Reflections on some early E-book experiments

It’s nearly 2 years since I got a Kindle, and back then I quickly started filling it with as much free stuff as possible from Amazon. I even got about halfway through Middlemarch, before I started exploring the other possibilities of the device.

First, I discovered the Amazon email service for document delivery:

You and your approved contacts can e-mail personal documents to your Kindle Keyboard through your Send-to-Kindle e-mail address. You must ensure that:

  • You have approved the sender’s e-mail address.
  • You gave the sender your Send-to-Kindle e-mail address.
  • Your document is a supported file type.

That proved pretty successful and is a free service too (as long as you use wifi, not 3G, to pick up the document). At a Repositories Support Project event in Sheffield I even suggested that a Download To My Kindle button might be a useful addition to an institutional repository. The germ of an idea!

I next discovered how to use Calibre to automate generating E-books/E-magazines from various content sources, such as online newspapers, in both Kindle’s MOBI format and in the open EPUB format (supported on most other tablet and e-book platforms).

Then I thought about making a ‘proper’ book. To save having to write one myself, I thought I’d create an anthology of short fiction. I downloaded ECUB and started harvesting some classic short stories from Project Gutenberg. The HTML versions of the stories on Gutenberg needed some work to normalise the markup across twenty files – nothing particularly difficult, though I did come to regret deciding to standardise the use of single- and double-quotation marks. The result was a little e- Short Story Anthology – potentially a completely public domain book that I could share or even try to sell online. (In fact one story that I used, and the cover image, are not public domain, but I’d run out of steam by then, and just wanted to shift my proof of concept.)

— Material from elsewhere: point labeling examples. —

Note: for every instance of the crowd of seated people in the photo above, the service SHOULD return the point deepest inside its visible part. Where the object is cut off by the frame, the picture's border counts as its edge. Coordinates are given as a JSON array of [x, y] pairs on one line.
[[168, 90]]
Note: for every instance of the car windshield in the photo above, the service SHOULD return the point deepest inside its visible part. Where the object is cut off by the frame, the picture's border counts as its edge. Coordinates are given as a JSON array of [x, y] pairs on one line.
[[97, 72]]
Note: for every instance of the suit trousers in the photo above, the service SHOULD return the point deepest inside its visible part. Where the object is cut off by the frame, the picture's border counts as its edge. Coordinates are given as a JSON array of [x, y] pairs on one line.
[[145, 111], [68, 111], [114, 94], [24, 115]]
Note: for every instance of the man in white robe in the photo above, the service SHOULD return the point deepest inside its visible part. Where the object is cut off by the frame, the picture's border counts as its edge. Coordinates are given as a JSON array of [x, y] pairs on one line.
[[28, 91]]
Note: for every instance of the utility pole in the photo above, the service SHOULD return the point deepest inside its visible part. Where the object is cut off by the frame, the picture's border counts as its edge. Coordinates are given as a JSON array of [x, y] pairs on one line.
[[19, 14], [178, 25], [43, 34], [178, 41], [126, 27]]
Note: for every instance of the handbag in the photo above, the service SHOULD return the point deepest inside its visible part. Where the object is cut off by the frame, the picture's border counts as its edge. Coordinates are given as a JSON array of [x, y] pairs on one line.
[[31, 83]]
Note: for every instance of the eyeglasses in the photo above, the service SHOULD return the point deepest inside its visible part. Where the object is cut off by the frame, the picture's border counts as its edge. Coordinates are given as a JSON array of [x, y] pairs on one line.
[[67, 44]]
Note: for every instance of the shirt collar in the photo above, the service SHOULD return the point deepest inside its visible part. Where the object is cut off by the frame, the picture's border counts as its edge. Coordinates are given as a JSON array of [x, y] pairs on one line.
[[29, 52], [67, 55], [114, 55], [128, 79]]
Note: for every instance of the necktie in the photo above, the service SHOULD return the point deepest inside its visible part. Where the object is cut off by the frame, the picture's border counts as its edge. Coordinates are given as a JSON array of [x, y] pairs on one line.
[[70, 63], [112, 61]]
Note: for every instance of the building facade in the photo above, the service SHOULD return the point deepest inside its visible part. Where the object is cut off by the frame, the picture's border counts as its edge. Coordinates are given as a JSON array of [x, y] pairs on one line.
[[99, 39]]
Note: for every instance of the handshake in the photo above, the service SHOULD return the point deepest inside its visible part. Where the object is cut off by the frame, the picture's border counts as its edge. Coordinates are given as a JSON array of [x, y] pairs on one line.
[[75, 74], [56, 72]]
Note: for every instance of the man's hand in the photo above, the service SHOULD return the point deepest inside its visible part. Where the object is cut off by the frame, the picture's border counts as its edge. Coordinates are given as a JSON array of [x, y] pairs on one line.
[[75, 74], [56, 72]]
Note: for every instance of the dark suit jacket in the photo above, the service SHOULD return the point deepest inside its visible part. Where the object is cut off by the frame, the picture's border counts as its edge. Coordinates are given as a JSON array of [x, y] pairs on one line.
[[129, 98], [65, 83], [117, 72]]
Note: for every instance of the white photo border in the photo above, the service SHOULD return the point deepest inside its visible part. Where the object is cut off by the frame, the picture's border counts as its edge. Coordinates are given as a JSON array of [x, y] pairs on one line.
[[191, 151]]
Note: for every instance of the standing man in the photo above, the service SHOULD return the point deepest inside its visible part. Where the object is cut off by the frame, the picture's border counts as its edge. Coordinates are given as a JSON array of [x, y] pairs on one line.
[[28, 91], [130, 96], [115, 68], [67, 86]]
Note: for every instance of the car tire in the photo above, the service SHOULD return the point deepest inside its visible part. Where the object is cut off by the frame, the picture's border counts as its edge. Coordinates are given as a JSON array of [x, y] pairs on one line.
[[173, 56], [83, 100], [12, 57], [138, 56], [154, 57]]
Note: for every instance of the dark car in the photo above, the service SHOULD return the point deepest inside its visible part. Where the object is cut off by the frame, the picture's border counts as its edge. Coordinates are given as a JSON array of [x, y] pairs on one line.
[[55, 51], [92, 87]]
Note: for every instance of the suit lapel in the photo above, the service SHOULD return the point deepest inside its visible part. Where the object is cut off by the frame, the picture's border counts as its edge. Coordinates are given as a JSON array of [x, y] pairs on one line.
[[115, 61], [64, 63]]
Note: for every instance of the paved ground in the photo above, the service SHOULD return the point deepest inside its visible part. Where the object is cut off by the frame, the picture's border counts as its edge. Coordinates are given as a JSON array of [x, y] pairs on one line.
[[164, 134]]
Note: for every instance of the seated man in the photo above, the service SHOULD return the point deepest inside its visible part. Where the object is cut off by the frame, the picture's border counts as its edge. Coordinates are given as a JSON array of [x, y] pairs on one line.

Playing with ECUB it was easy to see how an EPUB E-book was structured. Essentially it is little different from a simple website.  EPUB 2.0  was defined by three open standard specifications, the Open Publication Structure (OPS), Open Packaging Format (OPF) and Open Container Format (OCF), but at the heart of the E-book is a familiar group of HTML, CSS and image files – tightly bound together by the OCF specified structure,the OPS content specification, and the OPF XML, and zipped into a single file. (EPUB 3 introduces some differences, but is essentially the same.)

I also noticed that ECUB could easily create a Table Of Contents page automatically – just like the web CGI scripts we still sometimes write – and also that it was easy to use hyperlinks between and within the HTML files in the package. This kind of added editorial value, by the way, is noticeably absent from many of the free E-books available on Amazon and elsewhere.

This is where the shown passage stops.